Uber Police Seizure Shame

The usual suspects on the libertarian right were up in arms after Labour’s shadow business secretary Rebecca Long Bailey passed adverse comment on driver and rider matching service Uber, denouncing their business practices as “morally unacceptable”. She told the BBC Radio 4 Today programme “I don't like the way they treat their workers”. She was particularly severe on workers’ rights, or in Uber’s case, the lack of them.
The Spectator’s Steerpike column was especially sniffy about Ms Long Bailey’s intervention. The perpetually thirsty Paul Staines and his rabble at the Guido Fawkes blog sneered “Freedom-Hating Socialism Is Back”, ensuring readers knewThis morning Guido was driven in an Uber”. Not for the Fawkes mob the shame of using the public transport that takes most Londoners to and from work. What would their press pals say, eh?

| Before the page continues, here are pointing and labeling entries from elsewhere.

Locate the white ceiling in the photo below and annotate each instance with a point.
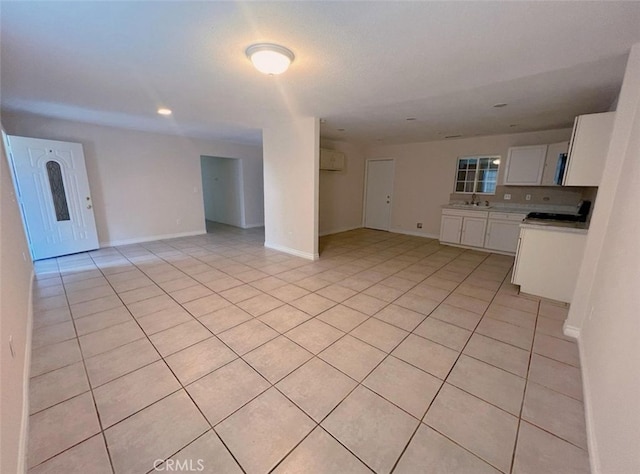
(364, 67)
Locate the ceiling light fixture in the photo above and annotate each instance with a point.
(270, 58)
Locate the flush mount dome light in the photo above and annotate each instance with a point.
(270, 58)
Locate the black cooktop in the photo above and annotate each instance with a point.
(557, 217)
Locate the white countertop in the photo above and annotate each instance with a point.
(560, 226)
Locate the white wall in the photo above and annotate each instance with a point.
(291, 170)
(253, 191)
(222, 190)
(15, 317)
(605, 312)
(341, 192)
(424, 173)
(144, 186)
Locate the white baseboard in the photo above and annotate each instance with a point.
(150, 238)
(338, 231)
(571, 331)
(24, 424)
(398, 230)
(297, 253)
(253, 226)
(594, 456)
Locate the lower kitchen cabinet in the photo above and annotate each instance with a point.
(473, 230)
(548, 261)
(450, 228)
(497, 231)
(463, 227)
(503, 230)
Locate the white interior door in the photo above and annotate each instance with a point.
(53, 190)
(379, 193)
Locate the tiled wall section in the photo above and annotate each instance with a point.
(539, 195)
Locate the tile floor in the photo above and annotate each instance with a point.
(391, 353)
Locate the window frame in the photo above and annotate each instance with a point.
(476, 181)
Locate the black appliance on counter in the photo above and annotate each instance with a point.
(583, 209)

But all those who had eagerly reported Ms Long Bailey’s remarks were, by complete coincidence you understand, silent yesterday morning when the gloss came off the Uber wagon big style on Brighton’s Grand Parade. Not only was a BMW being used as an Uber car involved in a traffic accident, it was subsequently seized by the Police. It transpired that the driver had been running the vehicle without insurance.

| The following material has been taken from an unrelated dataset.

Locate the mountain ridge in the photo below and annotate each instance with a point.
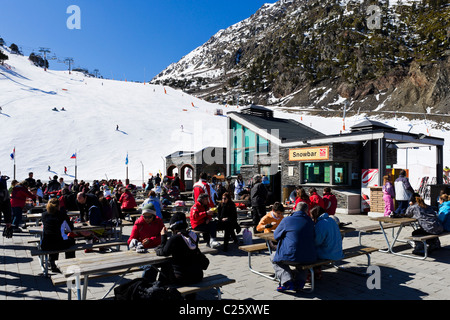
(322, 55)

The Brighton Argus had the story. “A BMW driver has had their vehicle seized after a two car crash … Emergency services were called to Grand Parade at 9.45am on Friday to a collision between two cars … A Sussex Police spokeswoman said no-one was injured … One of the vehicles, a BMW, was seized for having no insurance … PC John Winter, of Sussex Police, said the vehicle was being used as an Uber car”.

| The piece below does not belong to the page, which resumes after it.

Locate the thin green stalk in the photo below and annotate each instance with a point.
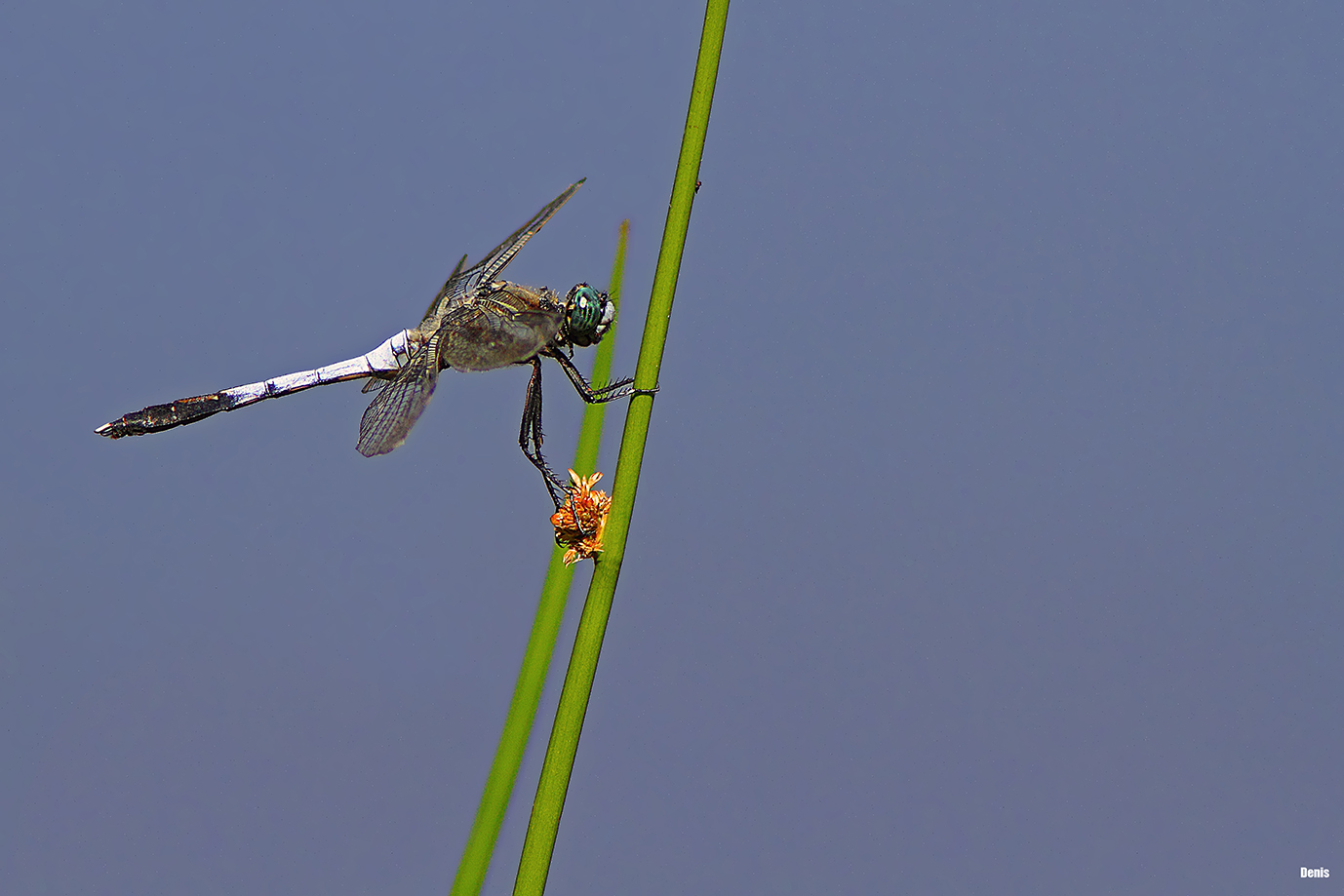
(540, 643)
(587, 643)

What the Argus missed was that the BMW had not been licensed in Brighton. This will be familiar to Zelo Street regulars: this blog has already noted how Uber is encouraging drivers from as far afield as Manchester and Liverpool to come to Brighton, and not just for the sea air. The BMW seized yesterday had been licensed by Transport for London. How TfL gave it the OK, despite the lack of valid insurance, is an interesting one.
And what is also familiar to Zelo Street readers is that the local taxi trade has caught several Uber drivers visiting Brighton from out of town having to sleep in their vehicles. Billions of US Dollars have been pumped into Uber, yet its drivers make so little money that they are reduced to sleeping in their cars. That much is merely eyebrow-raising - what happened yesterday morning is plain unforgivable.

But there has been no word from the rest of the press, or their hangers-on. No acknowledgement that proper background checks would have picked up on the vehicle having no insurance. No criticism of Uber for not doing its own checks. No admission that having out of town vehicles come to Brighton is a way of circumventing the high standards that local vehicles have to meet - like CCTV in all taxis and minicabs.

Part of the silence is the tacit admission that there is nothing to defend here: Uber has been caught breaking the rules again, and potentially endangering its customers. The shockingly poor standards exhibited and encouraged by Uber are bad enough, but the inability of the press to hold them to account is far worse. I’ll just leave that one there.